SNL Kagan: Pay TV Subscriptions Drop for Second Straight Quarter

MONTEREY, CALIF.: The exodus from pay TV continues. SNL Kagan found that U.S. multichannel video subscriptions fell for the second quarter in a row. Cable, satellite and telcoTV providers collectively lost 119,000 customers during the third quarter. The decline compares to a gain of 346,000 customers a year ago, following the digital television transition.

Kagan said it estimated that cable operators lost 741,000 basic subscribers in the third quarter of 2010, “marking the single largest quarterly dip for cable since SNL Kagan began compiling data for the segment in 1980.” Cable’s share of multichannel subscribers slipped to 60.3 percent versus 62.9 percent a year ago.

TelcoTV actually added 476,000 customers in 3Q10, Kagan said. The sector still has but a small market share with 6.4 percent, though that’s up from 4.7 percent in 3Q09.

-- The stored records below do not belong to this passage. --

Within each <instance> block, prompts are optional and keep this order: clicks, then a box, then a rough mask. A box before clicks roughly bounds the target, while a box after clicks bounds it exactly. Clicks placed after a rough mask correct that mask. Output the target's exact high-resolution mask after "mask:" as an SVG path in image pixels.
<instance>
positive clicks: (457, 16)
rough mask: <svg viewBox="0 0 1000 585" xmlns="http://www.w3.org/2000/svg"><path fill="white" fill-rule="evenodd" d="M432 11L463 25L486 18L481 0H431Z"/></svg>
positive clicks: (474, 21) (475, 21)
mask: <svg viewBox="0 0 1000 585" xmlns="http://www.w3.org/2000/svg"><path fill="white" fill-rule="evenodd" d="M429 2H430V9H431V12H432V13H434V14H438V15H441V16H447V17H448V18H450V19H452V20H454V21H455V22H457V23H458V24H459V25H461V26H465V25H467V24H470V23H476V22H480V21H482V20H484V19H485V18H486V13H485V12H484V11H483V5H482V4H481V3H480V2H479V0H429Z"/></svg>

The direct-broadcast satellite industry, which added 145,000 subscribers in the third quarter, is expanding its market share slightly, up less than 1 percent over the past year to 33.2 percent.

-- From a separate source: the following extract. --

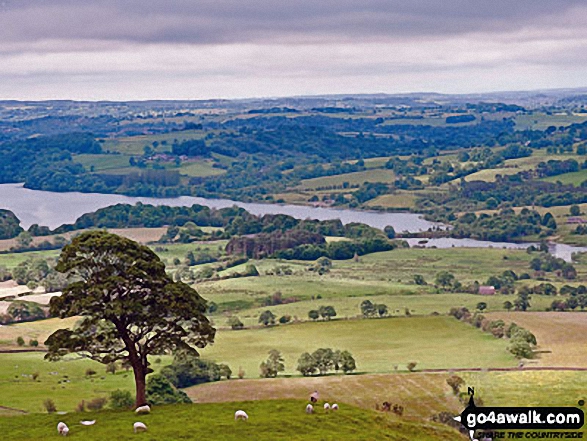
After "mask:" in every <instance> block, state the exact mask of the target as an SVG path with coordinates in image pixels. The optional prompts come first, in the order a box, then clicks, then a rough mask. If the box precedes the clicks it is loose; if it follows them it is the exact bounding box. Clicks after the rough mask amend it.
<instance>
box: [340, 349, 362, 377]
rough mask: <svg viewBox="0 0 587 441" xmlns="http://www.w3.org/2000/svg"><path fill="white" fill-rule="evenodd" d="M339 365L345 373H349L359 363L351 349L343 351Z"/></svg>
mask: <svg viewBox="0 0 587 441" xmlns="http://www.w3.org/2000/svg"><path fill="white" fill-rule="evenodd" d="M338 366H339V368H340V369H341V370H342V371H343V372H344V373H345V374H348V373H349V372H352V371H354V370H355V369H356V368H357V363H356V362H355V359H354V358H353V356H352V355H351V353H350V352H349V351H342V352H341V353H340V355H339V356H338Z"/></svg>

Kagan said the pay TV market declined for the first time in history when it lost 216,000 customers in the second quarter of 2010. In the past two quarters combined, the segment has fallen 2.3 percent to just more than 100 million subscriptions, not eliminating overlap of duplicate subscriptions.

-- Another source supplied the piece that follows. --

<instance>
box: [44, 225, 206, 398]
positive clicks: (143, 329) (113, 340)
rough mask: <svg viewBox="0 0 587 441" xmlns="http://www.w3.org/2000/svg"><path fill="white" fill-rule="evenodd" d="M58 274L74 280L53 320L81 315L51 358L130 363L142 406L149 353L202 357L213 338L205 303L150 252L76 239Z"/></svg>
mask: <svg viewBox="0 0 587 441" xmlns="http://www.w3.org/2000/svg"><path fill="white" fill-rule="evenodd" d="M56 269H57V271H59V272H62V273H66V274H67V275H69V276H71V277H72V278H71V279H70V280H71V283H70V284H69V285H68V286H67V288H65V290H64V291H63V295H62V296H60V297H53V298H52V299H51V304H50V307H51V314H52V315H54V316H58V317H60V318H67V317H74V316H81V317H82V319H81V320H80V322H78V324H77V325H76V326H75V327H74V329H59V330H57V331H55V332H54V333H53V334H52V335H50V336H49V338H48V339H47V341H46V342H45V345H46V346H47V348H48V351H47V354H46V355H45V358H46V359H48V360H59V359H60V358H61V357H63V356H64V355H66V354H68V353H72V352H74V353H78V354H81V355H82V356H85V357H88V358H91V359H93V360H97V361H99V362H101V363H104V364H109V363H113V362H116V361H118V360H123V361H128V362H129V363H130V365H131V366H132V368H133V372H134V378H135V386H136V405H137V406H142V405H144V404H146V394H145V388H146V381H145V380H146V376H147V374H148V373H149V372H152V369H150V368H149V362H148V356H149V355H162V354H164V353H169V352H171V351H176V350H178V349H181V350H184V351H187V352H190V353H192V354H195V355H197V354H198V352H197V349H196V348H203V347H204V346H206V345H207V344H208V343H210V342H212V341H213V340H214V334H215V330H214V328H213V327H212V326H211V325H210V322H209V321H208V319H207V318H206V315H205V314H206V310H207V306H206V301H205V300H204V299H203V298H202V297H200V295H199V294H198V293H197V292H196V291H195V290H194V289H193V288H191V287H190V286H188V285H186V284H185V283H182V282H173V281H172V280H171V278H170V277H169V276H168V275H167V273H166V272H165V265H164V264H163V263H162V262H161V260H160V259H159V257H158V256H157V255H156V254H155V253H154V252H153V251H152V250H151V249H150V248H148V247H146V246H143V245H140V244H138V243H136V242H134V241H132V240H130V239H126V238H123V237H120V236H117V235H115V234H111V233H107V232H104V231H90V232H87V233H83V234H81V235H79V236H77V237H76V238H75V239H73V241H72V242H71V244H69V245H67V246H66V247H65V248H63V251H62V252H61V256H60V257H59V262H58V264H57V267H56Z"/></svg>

“Operators are pointing to a continuation of the forces that pushed subscriber gains into negative territory in the second quarter, including the weak economy, high unemployment and elevated churn of former over-the-air households,” said Ian Olgeirson, senior analyst at SNL Kagan. “However, it is becoming increasingly difficult to dismiss the impact of over-the-top [Internet] substitution on video subscriber performance, particularly after seeing declines during the period of the year that tends to produce the largest subscriber gains due to seasonal shifts back to television viewing and subscription packages.”